[asdf-devel] keeping versioning information externally
avodonosov at yandex.ru
Thu Nov 28 22:24:37 UTC 2013
I want to highlight another tool to deal with versioning.
19.11.2013, 23:41, "Robert P. Goldman" <rpgoldman at sift.info>:
> two versions of the same library on the same machine is quite feasible,
> and indeed I do this myself, every day. I have different
> source trees for different projects, and with each source tree
> is associated a different ASDF configuration.

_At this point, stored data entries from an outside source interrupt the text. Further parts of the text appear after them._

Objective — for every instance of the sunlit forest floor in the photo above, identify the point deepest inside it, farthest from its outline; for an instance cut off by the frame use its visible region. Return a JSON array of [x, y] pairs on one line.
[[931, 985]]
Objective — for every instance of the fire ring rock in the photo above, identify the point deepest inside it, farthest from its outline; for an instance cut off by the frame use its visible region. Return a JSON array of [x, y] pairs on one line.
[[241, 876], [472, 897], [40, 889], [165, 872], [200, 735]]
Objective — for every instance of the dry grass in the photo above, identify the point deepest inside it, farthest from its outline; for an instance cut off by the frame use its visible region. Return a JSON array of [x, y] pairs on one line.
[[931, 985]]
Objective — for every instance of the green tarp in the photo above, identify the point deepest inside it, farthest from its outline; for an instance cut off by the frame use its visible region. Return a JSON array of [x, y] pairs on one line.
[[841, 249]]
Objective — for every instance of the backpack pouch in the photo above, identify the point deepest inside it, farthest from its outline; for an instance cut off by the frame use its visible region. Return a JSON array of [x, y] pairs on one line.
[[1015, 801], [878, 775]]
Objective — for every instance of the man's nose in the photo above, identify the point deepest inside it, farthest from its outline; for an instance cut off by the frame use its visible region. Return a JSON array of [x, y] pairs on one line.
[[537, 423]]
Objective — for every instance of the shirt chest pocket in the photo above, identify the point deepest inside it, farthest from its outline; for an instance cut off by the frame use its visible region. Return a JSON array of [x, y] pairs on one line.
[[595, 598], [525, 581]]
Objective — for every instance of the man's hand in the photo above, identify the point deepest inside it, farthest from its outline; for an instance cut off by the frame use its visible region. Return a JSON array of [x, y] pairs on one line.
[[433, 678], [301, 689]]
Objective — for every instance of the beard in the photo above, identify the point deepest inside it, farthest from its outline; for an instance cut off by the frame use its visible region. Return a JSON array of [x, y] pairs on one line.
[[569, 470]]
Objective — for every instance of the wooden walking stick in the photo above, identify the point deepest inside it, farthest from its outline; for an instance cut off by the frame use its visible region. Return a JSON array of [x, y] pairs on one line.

> This is not a futuristic "wouldn't it be nice if..." situation, either:
> it's a simple requirement of my daily work environment. E.g., I have
> projects that rely on different versions of FiveAM (they are hosted
> differently, so it's not just a matter of demanding that everyone
> upgrade -- some I run, some I don't).
I did that too. I had a config file vermap.lisp
which puts directories of the libary versions
I need to ASDF central registry.
So, when we say :depends-on (#:fiveam) we have an external
configuration which specifies then exact version of fiveam
to be loaded.
The external configuration is a flat mapping:
(:name :chunga :ver "0.4.3")
(:name :cl-base64 :ver "3.3.2")
(:name :cl-cont :ver "0.3.4")
(:name :cl-containers :ver "0.9.10")
(:name :cl-fad :ver "0.6.2")
(:name :cl-html-parse :ver "1.0")
I called such a mapping a "vermap" or a "libworld".
I used different vermaps for different applications.
And Quicklisp uses this approach. Quicklisp dist version
is a collection of releases, it specifies what
exact release of fiveam is used by asdf:load-op "fiveam".
This approach is different from the case where
each libary author specifies constrains for the library
dependencies, and the library loader tries to find some versions
which satisfy the constrains.
With the exact mapping we have a reproducible
configuration. For example, my application
startup script does (require-quicklisp :version "2013-01-28"),
so that when the application is deployed on server,
it works with exactly same library versions as it was
tested on the development machine.
Developers can collaborate to assemble library version
and share vermaps which are consistent and tested
to work well together. They can be shared inside
a company, or globally, like Quicklisp does.